The vision of perpetual enrichment unfolds like this: if all are devoted to getting more stuff, their passions fan the economy, their demand fuels profit, and the profit fuels still more passions. The machine runs.
But the internet throws a small wrench in the works, by offering satisfaction for free. Suppose we discovered we could satisfy all of our mental needs by sitting down in a quiet room and meditating. The economic consequences would be catastrophic. A society of monks needs food and a bunch of caves — that’s it. Therefore, a society moving towards monkhood will have an economy in free fall.
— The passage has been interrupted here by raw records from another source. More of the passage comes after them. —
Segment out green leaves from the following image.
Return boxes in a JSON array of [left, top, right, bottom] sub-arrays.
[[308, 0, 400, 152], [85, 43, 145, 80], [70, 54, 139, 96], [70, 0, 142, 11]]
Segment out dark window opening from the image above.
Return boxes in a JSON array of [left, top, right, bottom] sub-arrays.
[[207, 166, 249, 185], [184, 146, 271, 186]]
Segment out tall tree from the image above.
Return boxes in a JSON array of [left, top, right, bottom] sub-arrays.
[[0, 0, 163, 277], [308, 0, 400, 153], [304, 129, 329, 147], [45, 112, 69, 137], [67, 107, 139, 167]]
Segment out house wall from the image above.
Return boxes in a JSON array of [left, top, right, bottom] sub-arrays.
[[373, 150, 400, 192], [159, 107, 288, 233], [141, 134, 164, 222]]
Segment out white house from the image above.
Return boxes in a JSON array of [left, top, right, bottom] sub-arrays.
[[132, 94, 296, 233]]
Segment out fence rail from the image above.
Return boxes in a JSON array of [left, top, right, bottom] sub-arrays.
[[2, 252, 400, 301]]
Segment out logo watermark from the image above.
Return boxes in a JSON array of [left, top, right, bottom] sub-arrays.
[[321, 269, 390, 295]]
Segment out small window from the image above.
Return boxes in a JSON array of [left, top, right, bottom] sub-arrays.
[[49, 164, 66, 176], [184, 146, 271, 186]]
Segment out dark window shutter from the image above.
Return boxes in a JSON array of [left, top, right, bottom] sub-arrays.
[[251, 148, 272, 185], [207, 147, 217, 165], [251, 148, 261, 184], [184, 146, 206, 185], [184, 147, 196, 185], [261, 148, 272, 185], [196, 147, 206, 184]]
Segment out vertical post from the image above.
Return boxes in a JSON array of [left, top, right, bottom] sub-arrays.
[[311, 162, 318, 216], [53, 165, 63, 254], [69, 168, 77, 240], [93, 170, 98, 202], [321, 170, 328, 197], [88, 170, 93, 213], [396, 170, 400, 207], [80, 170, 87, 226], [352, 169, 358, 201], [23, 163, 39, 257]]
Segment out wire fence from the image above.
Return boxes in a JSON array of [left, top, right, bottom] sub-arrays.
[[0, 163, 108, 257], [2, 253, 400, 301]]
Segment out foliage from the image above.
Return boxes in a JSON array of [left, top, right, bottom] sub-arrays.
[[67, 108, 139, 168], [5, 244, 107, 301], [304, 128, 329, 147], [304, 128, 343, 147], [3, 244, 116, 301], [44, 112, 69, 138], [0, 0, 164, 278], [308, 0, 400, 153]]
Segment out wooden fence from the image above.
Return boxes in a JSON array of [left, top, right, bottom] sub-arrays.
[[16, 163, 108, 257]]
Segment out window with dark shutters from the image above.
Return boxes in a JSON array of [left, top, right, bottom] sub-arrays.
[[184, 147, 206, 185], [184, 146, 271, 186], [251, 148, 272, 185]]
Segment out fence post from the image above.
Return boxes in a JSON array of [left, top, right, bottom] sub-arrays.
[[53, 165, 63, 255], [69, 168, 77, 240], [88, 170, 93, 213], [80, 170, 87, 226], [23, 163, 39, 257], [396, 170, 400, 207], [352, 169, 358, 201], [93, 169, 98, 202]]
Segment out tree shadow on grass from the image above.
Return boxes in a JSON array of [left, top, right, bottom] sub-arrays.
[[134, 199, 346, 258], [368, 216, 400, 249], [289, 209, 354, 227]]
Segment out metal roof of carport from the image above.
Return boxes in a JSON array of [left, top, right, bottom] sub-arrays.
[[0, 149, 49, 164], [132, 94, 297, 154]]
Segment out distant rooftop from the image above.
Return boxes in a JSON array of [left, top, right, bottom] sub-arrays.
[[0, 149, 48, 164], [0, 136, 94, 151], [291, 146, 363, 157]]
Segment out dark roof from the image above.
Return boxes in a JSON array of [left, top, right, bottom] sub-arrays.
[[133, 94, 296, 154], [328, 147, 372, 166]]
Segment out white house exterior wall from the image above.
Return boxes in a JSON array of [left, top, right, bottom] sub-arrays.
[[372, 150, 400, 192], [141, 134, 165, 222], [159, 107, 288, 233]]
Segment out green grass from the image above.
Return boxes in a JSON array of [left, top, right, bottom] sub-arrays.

If everyone spends all his hours meditating, what if everyone spends all his hours double-clicking? Let’s find out by comparing two groups of people: “Suit-Boot People” and “Internet People”. Suit-Boot People want big houses, fast cars, fine food, prestigious degrees, and high-powered jobs. They want stuff to play with and they want stuff to happen, all the time. They are out and about. Internet People, on the other hand, want freedom — freedom from work, obligations, expectations. They connect online, hang out at home, and commit to nobody and nothing. They want to pass the time as cheaply as possible. Cue in Cheap Thrills: “Baby I don’t need dollar bills to have fun tonight,” Sia sings on the chorus. “I love cheap thrills.”
As seen above, Internet People are not monks by any means, but they are a lot closer to monkhood than Suit-Boot People whose material needs are 90 per cent higher. Removed from materialistic existence, Internet People focus on virtual fulfilment of their needs by double-clicking virtual castles into existence. They still want stuff, but they’re happy to get it virtually. Back in Real Life, they live a subsistence lifestyle, not caring much about growth, not contributing much to it either. They are our only hope, our only ticket, to a mouse-clicking, less-materialistic economy from a growth-obsessed, consumer-driven one that we currently suffer.